Sauf rebondissement majeur Cette action pourrait conduire à un nouveau report du congrès, fixé aux 20 et 21 février 2026.
Selon le collectif qui avait annoncé son action depuis le 13 février dernier, plusieurs manquements aux textes de l’UNJCI seraient à l’origine de cette procédure.
Franck Ettien aurait obtenu de manière irrégulière deux des trois cartes de membre exigées pour être éligible à la présidence du Conseil Exécutif.
La validité de sa carte de journaliste professionnel est contestée.
Il figure toujours sur la liste du personnel du Conseil régional du Gbôklé, alors qu’il avait affirmé avoir démissionné de son poste de Directeur de cabinet, une fonction incompatible avec certaines exigences statutaires liées à la détention de la carte professionnelle et à la candidature à la présidence du Conseil exécutif.
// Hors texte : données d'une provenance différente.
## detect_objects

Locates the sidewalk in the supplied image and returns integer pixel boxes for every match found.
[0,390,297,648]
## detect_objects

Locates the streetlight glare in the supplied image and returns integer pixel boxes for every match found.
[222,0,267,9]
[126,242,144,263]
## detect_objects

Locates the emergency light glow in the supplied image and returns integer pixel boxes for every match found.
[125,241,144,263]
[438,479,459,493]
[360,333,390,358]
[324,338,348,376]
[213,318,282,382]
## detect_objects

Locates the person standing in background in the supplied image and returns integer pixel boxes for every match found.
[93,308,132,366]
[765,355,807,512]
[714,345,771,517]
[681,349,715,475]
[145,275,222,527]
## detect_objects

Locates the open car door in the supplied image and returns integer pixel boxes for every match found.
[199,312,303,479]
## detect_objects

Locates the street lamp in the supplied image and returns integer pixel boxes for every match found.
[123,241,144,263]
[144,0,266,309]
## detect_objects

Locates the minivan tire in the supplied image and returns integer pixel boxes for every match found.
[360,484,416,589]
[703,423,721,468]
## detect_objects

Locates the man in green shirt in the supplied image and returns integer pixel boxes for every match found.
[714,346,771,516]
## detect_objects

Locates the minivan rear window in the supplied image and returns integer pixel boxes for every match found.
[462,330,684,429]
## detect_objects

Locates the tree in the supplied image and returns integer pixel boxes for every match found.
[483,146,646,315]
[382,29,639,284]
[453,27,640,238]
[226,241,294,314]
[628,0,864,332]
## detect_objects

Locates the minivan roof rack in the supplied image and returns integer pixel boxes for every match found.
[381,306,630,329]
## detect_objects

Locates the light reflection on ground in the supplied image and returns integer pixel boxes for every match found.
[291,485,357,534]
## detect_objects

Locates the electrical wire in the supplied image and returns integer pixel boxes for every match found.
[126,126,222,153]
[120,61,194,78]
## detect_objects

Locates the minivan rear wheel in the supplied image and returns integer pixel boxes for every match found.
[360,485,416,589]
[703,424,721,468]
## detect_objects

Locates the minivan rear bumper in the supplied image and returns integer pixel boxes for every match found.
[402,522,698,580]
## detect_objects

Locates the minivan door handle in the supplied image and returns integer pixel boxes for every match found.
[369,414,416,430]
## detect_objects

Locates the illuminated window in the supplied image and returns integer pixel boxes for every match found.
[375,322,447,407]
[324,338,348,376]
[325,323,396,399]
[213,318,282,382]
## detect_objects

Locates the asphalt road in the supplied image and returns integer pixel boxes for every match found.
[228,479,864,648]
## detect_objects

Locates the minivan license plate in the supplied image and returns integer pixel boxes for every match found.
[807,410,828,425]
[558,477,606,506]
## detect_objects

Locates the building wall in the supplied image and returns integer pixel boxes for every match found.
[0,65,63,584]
Des preuves matérielles présentées lors d’une rencontre au cabinet du ministre de la Communication confirment que Franck Ettien apparaît toujours officiellement sur la liste du personnel du Conseil régional du Gbôklé.
L’objectif affiché du collectif n’est pas de nuire à un individu, mais de préserver l’intégrité et la crédibilité de l’UNJCI.
Par ailleurs, le collectif envisage de saisir la Haute Autorité pour la Bonne Gouvernance afin de diligenter un audit du Conseil régional du Gbôklé, dans le souci de faire toute la lumière sur la situation.